I could go on. We don’t need libraries when we have Kindle and Audible. We don’t need universities when we have edX and Khan Academy. Etc. The one aspect of cities that hasn’t yet been fully made accessible by technology is the restaurant life. For now, we can’t transmit food through 1s and 0s, and while DoorDash and Uber Eats have obviated the need for us to leave our homes, the restaurants themselves need to exist in order to physically prepare and package the food. Meal kits like Blue Apron and others have risen in popularity, so that may be a trend to watch out for; or if we were to put our prognostication caps on, it’s not hard to imagine restaurants setting up commercial kitchens and exclusively making food for delivery. (Edit 4/6/21: apparently this already exists, and it’s called a ghost kitchen.)
With practically limitless arts and culture at our fingertips, the need to be in a particular location goes away, and a good internet connection becomes all one needs.
My point here is not to celebrate these trends — quite the reverse, actually.
I don’t like how entrepreneurs have made it easier than ever for us to not leave our homes and instead have everything shipped to our door or beamed onto our smart TVs. I think it’s a tragedy that artists (particularly writers and musicians) have suffered as a result of the internet perpetuating the belief that entertainment should be free. We’ve seen some resistance to this trend with things like OnlyFans and Patreon, but we shouldn’t be surprised if in 20 years we see fewer producers of arts and culture at the scale of operas and ballets and symphonies. I think it’s fabulous that more people can be exposed to great art, but the internet sacrifices grandeur for convenience, and that’s going to make it harder for artists to eek out a living.
In any case, the accessibility of culture is likely here to stay, and so we’ll see if more theaters and galleries in metropolitan areas around the country start shuttering their windows.
Is this a dismal view of the future? I don’t think it has to be.
Being untethered to cities opens up a whole world (literally) of new possibilities! Why live in SF or NYC or DC or LA when you can live and work and thrive in Bali or northern China or the Swiss Alps or Costa Rica? The excitement of city life can be rivaled by the joys of learning to surf or pick tea leaves or speak a new language or develop new friendships. We should look at this trend with enthusiasm and eagerness rather than mourning the loss of centralized urbanity.

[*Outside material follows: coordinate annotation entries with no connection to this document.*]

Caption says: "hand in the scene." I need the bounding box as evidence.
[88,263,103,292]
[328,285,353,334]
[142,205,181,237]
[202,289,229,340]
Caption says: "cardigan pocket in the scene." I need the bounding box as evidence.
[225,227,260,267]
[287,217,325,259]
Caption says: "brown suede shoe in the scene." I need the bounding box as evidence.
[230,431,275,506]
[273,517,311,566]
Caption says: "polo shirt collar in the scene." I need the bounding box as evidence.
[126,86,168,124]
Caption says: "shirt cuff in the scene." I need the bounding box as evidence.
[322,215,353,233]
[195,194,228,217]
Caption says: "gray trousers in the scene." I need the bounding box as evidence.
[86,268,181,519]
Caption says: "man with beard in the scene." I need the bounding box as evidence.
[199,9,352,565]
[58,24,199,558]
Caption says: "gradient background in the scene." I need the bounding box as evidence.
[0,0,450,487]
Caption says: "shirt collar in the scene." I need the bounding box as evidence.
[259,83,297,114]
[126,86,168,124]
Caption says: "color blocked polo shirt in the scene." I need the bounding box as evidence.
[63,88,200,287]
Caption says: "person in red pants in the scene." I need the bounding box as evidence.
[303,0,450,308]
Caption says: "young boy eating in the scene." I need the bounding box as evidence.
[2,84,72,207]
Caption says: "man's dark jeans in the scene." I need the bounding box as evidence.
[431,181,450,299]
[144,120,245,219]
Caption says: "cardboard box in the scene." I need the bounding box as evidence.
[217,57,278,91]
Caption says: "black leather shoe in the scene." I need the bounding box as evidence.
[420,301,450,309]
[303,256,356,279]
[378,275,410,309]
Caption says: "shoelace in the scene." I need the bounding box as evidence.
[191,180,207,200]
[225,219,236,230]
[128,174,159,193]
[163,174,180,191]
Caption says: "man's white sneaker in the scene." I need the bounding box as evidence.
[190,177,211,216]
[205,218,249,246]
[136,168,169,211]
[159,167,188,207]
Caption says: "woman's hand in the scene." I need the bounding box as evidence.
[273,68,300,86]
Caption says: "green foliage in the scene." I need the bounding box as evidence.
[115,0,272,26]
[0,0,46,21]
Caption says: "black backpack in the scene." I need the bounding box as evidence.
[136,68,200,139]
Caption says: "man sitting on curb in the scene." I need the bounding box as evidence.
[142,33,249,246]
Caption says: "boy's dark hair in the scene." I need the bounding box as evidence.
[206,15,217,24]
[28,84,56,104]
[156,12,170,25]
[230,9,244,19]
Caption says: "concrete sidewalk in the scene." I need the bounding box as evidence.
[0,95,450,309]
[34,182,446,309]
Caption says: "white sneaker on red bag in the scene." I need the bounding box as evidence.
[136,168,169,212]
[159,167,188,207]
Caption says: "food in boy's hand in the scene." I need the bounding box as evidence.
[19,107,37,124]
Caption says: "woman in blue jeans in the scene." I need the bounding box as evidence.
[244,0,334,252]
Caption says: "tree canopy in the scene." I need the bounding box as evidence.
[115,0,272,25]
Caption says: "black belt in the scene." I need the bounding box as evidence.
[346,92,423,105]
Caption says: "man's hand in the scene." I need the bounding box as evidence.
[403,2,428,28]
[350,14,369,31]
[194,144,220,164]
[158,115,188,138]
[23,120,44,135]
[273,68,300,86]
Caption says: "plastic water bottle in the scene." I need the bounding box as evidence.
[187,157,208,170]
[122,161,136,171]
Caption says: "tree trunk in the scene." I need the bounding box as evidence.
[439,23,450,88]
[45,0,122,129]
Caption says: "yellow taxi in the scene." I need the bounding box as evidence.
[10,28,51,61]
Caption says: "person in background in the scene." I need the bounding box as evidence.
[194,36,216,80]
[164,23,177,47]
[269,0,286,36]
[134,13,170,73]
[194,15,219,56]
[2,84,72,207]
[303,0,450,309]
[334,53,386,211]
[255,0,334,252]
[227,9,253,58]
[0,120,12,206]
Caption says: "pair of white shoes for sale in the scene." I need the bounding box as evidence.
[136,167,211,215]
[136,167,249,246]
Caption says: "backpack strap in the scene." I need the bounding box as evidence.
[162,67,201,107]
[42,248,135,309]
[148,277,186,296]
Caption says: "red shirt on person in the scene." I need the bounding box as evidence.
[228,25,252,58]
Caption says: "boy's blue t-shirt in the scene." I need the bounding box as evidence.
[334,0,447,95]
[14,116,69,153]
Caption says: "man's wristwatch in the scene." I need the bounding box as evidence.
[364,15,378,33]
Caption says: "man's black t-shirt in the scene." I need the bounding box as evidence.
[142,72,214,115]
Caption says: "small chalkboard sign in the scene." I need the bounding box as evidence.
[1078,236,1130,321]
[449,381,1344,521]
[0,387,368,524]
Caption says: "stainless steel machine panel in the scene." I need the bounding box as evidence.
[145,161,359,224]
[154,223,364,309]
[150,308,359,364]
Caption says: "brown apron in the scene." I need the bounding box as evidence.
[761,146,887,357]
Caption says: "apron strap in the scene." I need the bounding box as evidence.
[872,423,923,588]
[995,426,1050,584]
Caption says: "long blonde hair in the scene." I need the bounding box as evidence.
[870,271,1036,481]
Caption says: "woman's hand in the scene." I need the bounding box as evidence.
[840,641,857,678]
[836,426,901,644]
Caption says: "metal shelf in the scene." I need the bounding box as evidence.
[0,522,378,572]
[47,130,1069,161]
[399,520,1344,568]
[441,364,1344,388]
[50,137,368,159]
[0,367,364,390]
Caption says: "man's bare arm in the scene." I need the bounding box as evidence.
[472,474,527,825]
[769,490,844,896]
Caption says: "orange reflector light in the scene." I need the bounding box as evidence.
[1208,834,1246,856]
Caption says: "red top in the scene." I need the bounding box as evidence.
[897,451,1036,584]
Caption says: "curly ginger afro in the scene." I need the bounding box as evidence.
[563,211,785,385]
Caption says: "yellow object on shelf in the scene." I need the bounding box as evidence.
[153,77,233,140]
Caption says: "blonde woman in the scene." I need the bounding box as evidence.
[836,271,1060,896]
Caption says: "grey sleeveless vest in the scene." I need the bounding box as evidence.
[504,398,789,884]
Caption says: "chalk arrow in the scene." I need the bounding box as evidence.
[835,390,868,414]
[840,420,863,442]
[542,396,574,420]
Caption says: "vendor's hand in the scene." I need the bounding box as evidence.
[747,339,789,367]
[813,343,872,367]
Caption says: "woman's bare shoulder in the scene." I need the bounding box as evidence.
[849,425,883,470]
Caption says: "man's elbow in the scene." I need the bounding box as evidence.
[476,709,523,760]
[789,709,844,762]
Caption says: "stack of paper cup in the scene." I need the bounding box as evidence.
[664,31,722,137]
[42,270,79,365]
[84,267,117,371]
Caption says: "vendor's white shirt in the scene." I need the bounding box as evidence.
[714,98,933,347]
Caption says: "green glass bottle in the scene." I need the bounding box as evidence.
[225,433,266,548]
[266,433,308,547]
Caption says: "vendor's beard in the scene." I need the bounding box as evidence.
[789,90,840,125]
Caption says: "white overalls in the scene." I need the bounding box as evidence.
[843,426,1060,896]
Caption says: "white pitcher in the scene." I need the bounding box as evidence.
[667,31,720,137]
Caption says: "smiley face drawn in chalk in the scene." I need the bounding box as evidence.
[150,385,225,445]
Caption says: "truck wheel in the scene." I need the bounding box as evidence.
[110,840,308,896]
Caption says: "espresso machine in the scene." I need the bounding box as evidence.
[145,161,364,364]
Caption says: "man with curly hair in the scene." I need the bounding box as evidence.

The obsolescence of the city may be underway, but we’re just at the beginning of this shift, so my assessments here might be completely off. Furthermore, it’s important to highlight that this is a phenomenon that is only playing out in the US and other industrialized countries; urbanization is certainly the norm for a majority of places in the world with 8 million people moving from rural areas to urban areas per month.
Still, it’s worth being aware of the changes that may affect the shape of our geographic choices and personal ambitions.
If you think, as I used to, that cities are bastions of vibrancy and opportunity, then it may be time to revisit your assessment.
And if you decide, as I did, that city life is no longer your jam and you’d rather move to Maui and join a commune of hippies, then make that choice with joy and come on out!